[<prev] [next>] [<thread-prev] [thread-next>] [day] [month] [year] [list]
Message-ID: <CAFTL4hxD8kjHDL04RACCqEZ829-O4VutSgbGsNXiHT=-NAHpWQ@mail.gmail.com>
Date: Thu, 15 Nov 2012 19:08:16 +0100
From: Frederic Weisbecker <fweisbec@...il.com>
To: Steven Rostedt <rostedt@...dmis.org>
Cc: Ingo Molnar <mingo@...nel.org>,
LKML <linux-kernel@...r.kernel.org>,
Peter Zijlstra <peterz@...radead.org>,
Thomas Gleixner <tglx@...utronix.de>,
Andrew Morton <akpm@...ux-foundation.org>,
Paul Gortmaker <paul.gortmaker@...driver.com>
Subject: Re: [PATCH RFC] irq_work: Flush work on CPU_DYING (was: Re: [PATCH
7/7] printk: Wake up klogd using irq_work)
2012/11/15 Steven Rostedt <rostedt@...dmis.org>:
> On Thu, 2012-11-15 at 16:25 +0100, Frederic Weisbecker wrote:
>> 2012/11/15 Steven Rostedt <rostedt@...dmis.org>:
>> > On Wed, 2012-11-14 at 21:37 +0100, Frederic Weisbecker wrote:
>> >> diff --git a/kernel/time/tick-sched.c b/kernel/time/tick-sched.c
>> >> index f249e8c..822d757 100644
>> >> --- a/kernel/time/tick-sched.c
>> >> +++ b/kernel/time/tick-sched.c
>> >> @@ -289,7 +289,7 @@ static ktime_t tick_nohz_stop_sched_tick(struct tick_sched *ts,
>> >> time_delta = timekeeping_max_deferment();
>> >> } while (read_seqretry(&xtime_lock, seq));
>> >>
>> >> - if (rcu_needs_cpu(cpu, &rcu_delta_jiffies) || printk_needs_cpu(cpu) ||
>> >> + if (rcu_needs_cpu(cpu, &rcu_delta_jiffies) ||
>> >
>> > If the CPU is going offline, the printk_tick() would be executed here.
>> > But now that printk_tick() is done with the irq_work code, it wont be
>> > executed till the next tick. Could this cause a missed printk because
>> > of this, if the cpu is going offline?
>> >
>> > Actually, how does irq_work in general handle cpu offline work?
>>
>> Good point, and that's not trivial to solve.
>>
>> The hotplug down sequence does:
>>
>> ----->
>> CPU that offilines CPU offlining
>> -----------------
>> ---------------------
>> cpu_down() {
>> __stop_machine(take_cpu_down)
>>
>> take_cpu_down() {
>>
>> __cpu_disable() {
>>
>> * disable irqs in hw
>>
>> * clear from online mask
>> }
>>
>> move all tasks somewhere
>> }
>> while (!idle_cpu(offlining))
>> cpu_relax()
>>
>> cpu_die();
>> <---------
>>
>> So the offlining CPU goes to idle in the end once irqs are disabled in
>> the apic level.

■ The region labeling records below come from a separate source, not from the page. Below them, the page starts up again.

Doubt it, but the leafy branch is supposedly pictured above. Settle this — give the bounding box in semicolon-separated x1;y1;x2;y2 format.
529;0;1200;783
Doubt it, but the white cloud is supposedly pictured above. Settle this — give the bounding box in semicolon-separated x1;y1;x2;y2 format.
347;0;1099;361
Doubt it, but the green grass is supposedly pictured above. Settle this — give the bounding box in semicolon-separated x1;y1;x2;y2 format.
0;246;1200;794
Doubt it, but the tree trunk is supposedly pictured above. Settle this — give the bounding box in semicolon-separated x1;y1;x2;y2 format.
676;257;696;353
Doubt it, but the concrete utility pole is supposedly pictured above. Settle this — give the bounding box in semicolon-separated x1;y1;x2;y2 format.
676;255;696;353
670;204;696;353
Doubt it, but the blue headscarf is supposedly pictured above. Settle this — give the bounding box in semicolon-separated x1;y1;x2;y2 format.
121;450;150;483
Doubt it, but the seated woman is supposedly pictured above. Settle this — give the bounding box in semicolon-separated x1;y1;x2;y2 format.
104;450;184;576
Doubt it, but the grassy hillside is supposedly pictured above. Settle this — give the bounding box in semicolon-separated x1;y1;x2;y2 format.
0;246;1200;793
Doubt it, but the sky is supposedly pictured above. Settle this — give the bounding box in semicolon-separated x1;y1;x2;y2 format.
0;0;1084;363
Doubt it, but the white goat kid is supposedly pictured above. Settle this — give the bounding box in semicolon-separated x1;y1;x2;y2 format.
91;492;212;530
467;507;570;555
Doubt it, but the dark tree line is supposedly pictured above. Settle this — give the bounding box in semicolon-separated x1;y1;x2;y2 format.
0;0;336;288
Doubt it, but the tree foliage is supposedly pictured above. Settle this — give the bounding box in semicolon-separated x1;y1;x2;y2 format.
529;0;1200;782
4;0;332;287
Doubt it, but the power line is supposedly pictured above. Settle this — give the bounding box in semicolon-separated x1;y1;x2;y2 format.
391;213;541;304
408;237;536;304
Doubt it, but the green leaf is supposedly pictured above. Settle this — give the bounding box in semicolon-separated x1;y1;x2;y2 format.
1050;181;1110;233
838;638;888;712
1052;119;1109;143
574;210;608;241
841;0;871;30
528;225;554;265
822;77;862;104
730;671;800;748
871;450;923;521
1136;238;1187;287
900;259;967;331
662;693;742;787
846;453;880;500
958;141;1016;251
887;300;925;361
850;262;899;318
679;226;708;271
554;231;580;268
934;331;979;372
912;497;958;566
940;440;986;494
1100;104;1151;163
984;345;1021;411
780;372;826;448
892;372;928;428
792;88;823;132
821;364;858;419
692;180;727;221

Does that include the timer tick? If so then the last
>> resort to offline without irq works in the queue is to make
>> take_cpu_down() ask for a retry if there are pending irq works during
>> its execution.
>>
>> Now if we have printk() calls between __cpu_disable() and the idle
>> loop, they will be lost until the next onlining. Unless we do an
>> explicit call to printk_tick() from the idle loop if the CPU is
>> offline.
>>
>> Note that !CONFIG_NO_HZ doesn't seem to handle that. Which makes me
>> wonder if the tick is really part of the whole IRQ disablement done in
>> __cpu_disable().
>
>
> How about flushing all irq_work from CPU_DYING. The notifier is called
> by stop_machine on the CPU that is going down. Grant you, the code will
> not be called from irq context (so things like get_irq_regs() wont work)
> but I'm not sure what the requirements are for irq_work in that regard
> (Peter?). But irqs are disabled and the CPU is about to go offline.
> Might as well flush the work.
>
> I ran this against my stress_cpu_hotplug script (attached) and it seemed
> to work fine. I even did a:
>
> perf record ./stress-cpu-hotplug
>
> Signed-off-by: Steven Rostedt <rostedt@...dmis.org>
>
> Index: linux-rt.git/kernel/irq_work.c
> ===================================================================
> --- linux-rt.git.orig/kernel/irq_work.c
> +++ linux-rt.git/kernel/irq_work.c
> @@ -14,6 +14,7 @@
> #include <linux/irqflags.h>
> #include <linux/sched.h>
> #include <linux/tick.h>
> +#include <linux/cpu.h>
> #include <asm/processor.h>
>
>
> @@ -105,11 +106,7 @@ bool irq_work_needs_cpu(void)
> return true;
> }
>
> -/*
> - * Run the irq_work entries on this cpu. Requires to be ran from hardirq
> - * context with local IRQs disabled.
> - */
> -void irq_work_run(void)
> +static void __irq_work_run(void)
> {
> unsigned long flags;
> struct irq_work *work;
> @@ -128,7 +125,6 @@ void irq_work_run(void)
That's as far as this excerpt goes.